Backcountry huts have had a profound impact on New Zealand – the network built by the New Zealand Forest Service and then by DOC is often touted as the best in the world an is a major draw card for international visitors.
But the huts have also made the outdoors accessible and safe to generations of Kiwis and are on of the key reasons Kiwis love getting outdoors so much – there’s always somewhere to rest your head.
But with more than 1000 huts on its books, DOC has decided it can’t look after them at all. The money just isn’t there.
Fair enough; these are tough times we’re in and besides, it’s not likely we’ll see that number drift down too quickly. Even huts DOC can’t look after won’t just crumble and fall apart immediately. Most backcountry huts have been built to last, and last they are. Many decades old and have survived the absolute worst Mother Nature can throw at them.
The bad news is DOC often sets about removing a hut it no longer maintains, no doubt citing health and safety regulations. Seems to me a hut in the wilds is a safer place to be when in dire straits, regardless of its condition, than remaining out in the open.
There is some good news though. Communities affected by hut closures and removal are stepping into the void created by DOC’s absence. Groups like that which rebuilt Mt Brown Hut on the West Coast, and more recently the locals at Tennyson Inlet who have proposed to save Matai Bay Hut, which DOC planned to move somewhere else.
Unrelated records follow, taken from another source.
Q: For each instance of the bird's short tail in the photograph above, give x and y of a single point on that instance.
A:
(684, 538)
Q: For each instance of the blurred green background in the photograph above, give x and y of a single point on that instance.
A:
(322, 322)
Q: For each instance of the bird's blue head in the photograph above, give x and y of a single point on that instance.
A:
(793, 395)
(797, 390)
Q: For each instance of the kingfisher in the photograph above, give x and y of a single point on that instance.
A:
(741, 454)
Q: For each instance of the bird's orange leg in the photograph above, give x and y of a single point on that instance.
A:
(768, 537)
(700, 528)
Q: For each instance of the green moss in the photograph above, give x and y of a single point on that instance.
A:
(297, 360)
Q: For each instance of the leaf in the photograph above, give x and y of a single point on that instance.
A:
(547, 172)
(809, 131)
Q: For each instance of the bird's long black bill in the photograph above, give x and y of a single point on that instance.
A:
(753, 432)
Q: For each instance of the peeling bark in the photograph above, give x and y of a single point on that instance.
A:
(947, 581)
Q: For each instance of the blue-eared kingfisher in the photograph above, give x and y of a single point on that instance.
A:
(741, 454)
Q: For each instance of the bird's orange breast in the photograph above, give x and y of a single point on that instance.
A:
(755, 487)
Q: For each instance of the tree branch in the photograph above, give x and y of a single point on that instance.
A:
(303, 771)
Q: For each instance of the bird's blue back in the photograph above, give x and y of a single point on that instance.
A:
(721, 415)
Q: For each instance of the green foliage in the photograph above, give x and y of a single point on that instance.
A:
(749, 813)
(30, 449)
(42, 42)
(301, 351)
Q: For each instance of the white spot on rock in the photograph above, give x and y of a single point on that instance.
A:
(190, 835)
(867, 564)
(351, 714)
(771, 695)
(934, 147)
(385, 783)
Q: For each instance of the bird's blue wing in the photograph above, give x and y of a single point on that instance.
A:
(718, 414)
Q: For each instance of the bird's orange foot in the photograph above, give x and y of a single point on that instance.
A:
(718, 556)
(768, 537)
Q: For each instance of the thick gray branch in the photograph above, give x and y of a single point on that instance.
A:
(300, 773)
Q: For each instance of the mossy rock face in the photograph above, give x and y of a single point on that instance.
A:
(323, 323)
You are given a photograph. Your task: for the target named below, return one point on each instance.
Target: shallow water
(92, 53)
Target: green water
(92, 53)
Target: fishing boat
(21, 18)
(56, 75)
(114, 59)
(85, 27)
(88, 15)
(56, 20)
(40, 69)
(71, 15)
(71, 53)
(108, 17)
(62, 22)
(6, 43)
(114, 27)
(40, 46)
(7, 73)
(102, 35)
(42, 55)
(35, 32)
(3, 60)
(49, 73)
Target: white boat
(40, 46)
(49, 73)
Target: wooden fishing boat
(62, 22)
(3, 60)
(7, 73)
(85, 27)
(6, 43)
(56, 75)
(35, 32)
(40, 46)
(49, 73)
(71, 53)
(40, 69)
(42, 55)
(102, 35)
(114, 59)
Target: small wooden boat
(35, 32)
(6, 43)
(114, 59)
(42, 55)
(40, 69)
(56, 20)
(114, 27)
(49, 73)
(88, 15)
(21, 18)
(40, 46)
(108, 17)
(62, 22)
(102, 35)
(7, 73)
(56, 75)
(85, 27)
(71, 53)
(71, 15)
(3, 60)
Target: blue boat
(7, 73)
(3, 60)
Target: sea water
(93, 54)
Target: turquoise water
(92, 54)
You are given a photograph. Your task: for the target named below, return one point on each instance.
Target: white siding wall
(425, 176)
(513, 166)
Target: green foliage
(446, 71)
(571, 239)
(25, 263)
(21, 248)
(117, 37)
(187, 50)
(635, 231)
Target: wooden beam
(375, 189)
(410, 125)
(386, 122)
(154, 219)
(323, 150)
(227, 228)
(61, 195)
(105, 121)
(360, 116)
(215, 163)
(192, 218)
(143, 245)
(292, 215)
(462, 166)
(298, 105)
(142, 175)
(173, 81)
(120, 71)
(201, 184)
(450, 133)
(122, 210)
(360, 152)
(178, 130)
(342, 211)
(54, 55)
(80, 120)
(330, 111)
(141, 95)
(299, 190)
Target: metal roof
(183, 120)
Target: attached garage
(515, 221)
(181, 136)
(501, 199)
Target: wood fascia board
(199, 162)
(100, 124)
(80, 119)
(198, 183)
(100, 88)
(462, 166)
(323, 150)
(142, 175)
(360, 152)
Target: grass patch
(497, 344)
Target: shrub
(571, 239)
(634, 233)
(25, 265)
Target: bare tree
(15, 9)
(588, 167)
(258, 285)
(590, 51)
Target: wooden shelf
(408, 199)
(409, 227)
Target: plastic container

To DOC’s credit they’ve put that plan on hold and are in discussions ith the locals about how best to preserve the hut in its current location. DOC is actually pretty keen to help communities who put their hand up – it kindly flew in the materials for the Mt Brown Hut project.
DOC’s budgetary constrains have been a call to action for many, so this issue we look at how building and maintaining huts in the backcountry isn’t something we have to rely solely on DOC for. If we want to keep the network we have, then it’s going to take a bit more hard yakka from those who use them. It’s not necessarily a bad thing – when communities and groups get together to achieve a common goal, then these communities are inevitably brought more tightly together. A little of the spirit and camaraderie of the backcountry brought closer to home.